Spoor è la storia di Duszejko, una donna fra i sessanta e i settant’anni, ingegnere civile in pensione, ritiratasi a vivere in mezzo ai boschi della valle del Kłodzko, una zona di natura incontaminata della Slesia polacca a pochi chilometri dal confine con la Repubblica Ceca. Regione di grande varietà faunistica, scorribanda però di cacciatori e bracconieri. E quando alcuni di questi – compreso un poliziotto – cominciano a essere assassinati in maniera misteriosa, Duszejko, che ama gli animali, è vegetariana, odia i cacciatori e cerca con ogni mezzo di difendere la biodiversità di quei luoghi, tenta di convincere le autorità che gli autori degli omicidi siano proprio gli animali della foresta, finalmente convintisi a farsi giustizia da soli.
Fra detection, commedia e film di denuncia, Spoor è un’opera profondamente pasticciata, confusa, a tratti indisponente. Agnieszka Holland, che ci tiene sin da subito a farci capire quanto lei assomigli al suo film, mischia – o confonde – il proprio cinema con le proprie fissazioni e infarcisce Spoor di un po’ tutto quello che le passa per la testa. Per farci capire il suo mondo, le sue idee su vita, morte e spiritualità e propinarci una lezione in merito a questi temi della quale la maggior parte di noi farebbe comunque volentieri a meno.

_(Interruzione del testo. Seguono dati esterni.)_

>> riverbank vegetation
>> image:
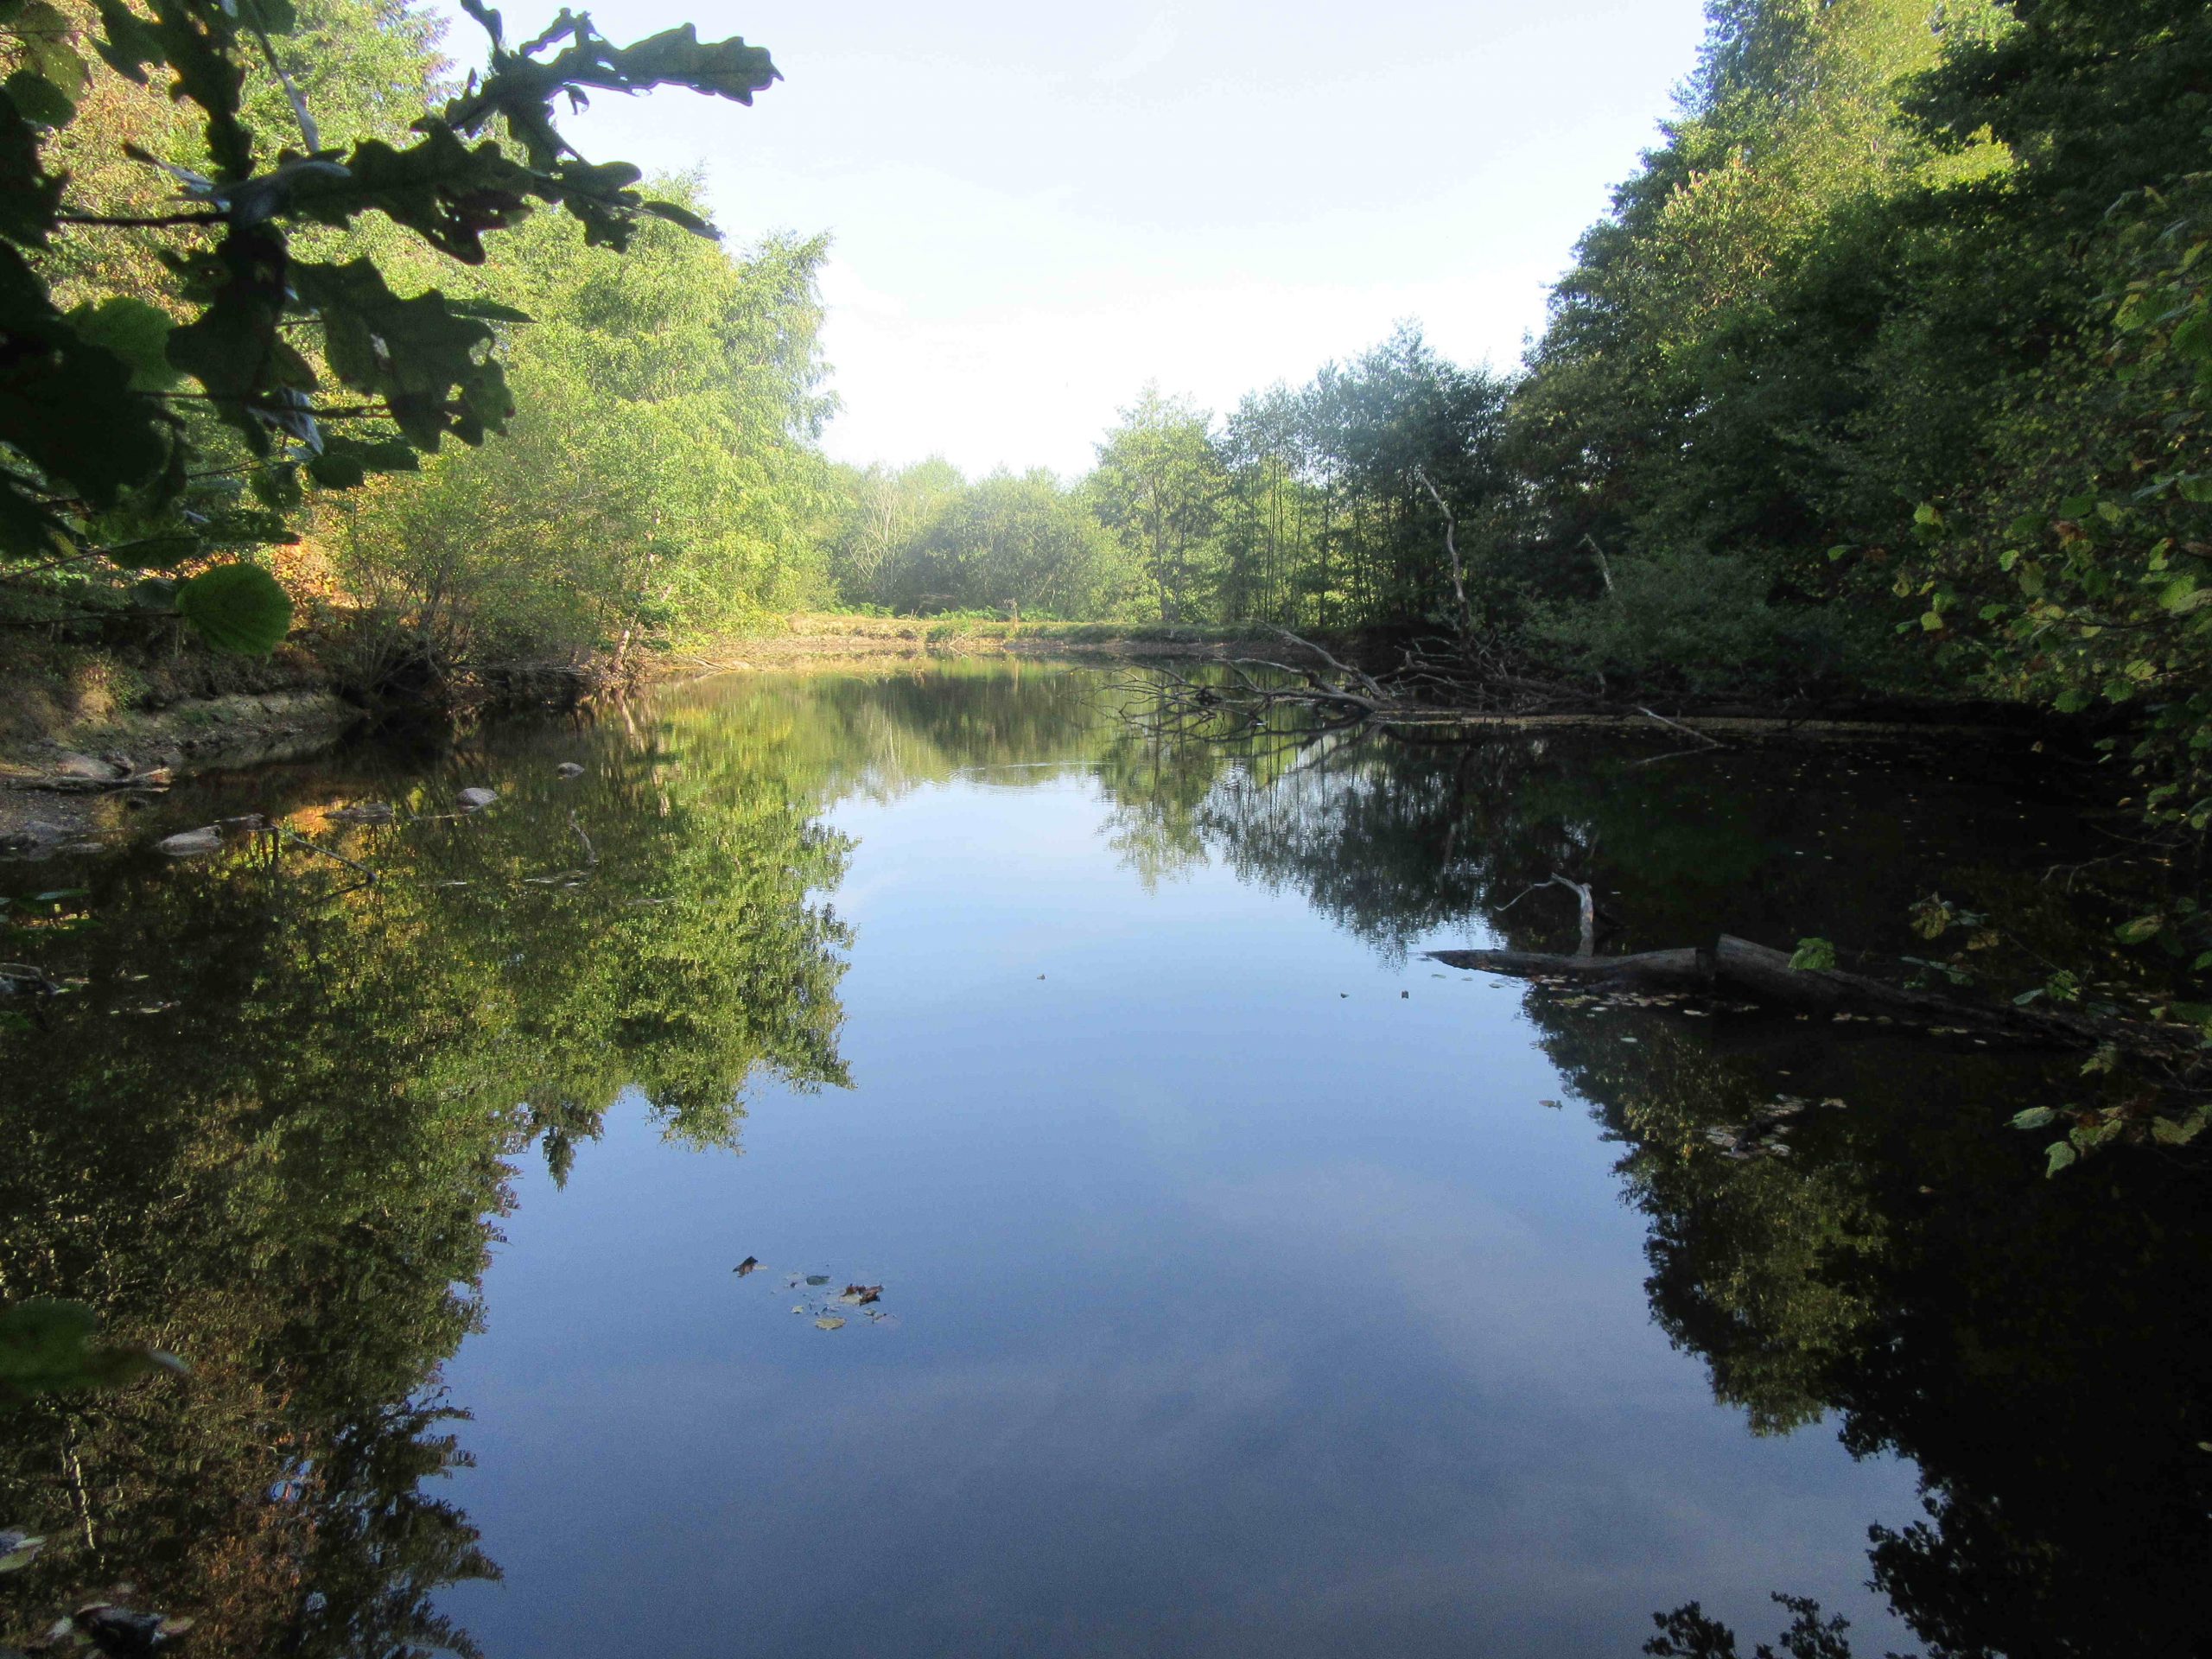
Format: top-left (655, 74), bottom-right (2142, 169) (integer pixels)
top-left (0, 0), bottom-right (829, 718)
top-left (8, 0), bottom-right (2203, 747)
top-left (3, 0), bottom-right (2207, 1038)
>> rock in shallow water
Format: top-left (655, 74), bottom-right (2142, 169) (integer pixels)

È proprio nel tratteggiare il carattere della protagonista, che si lascia prendere la mano. Animalista fricchettona su di età, che crede nell’oroscopo e pratica uno spiritualismo animista del tutto personale, Duszejko è eccessiva nell’agire e dispotica nel relazionarsi agli altri. Auto eleggendosi paladina dei deboli (gli animali) e degli emarginati (i due giovani che vivono un amore contrastato), lascia inoltre il sospetto che negli altri non veda che il prolungamento del proprio narcisismo. Esattamente come Holland, che con ben poco interesse per gli spettatori fa del film un uso fortemente egocentrico.
Del resto è una carenza evidente di scrittura a fare di Spoor il pastrocchio disordinato che è. Oltre a personaggi bidimesionali e privi di spessore che esistono solo in funzione della protagonista, mancano anche un impianto narrativo che riesca a gestire i diversi generi che la regista chiama in causa e, conseguenza di questo, un registro che aiuti a capirci qualcosa. Sapendo (forse) molto bene cosa dire – gli intenti di sensibilizzazione in tema ecologico vengono evidentemente prima di tutto il resto – ma non avendo la benché minima idea di come farlo, la Holland mette insieme le mele con le pere tentando di far entrare la forma del dramma nello stampo della commedia e il noir in quello del fantastico. E facendo sì che il banale, l’ovvio e l’imbarazzante finiscano per prendere il sopravvento.
Insomma a ben guardare una differenza, sostanziale, fra Duszejko e Agnieszka c’è. Ed è che la prima sceglie, dopotutto, il buon retiro della pensione, la seconda, purtroppo, ancora no.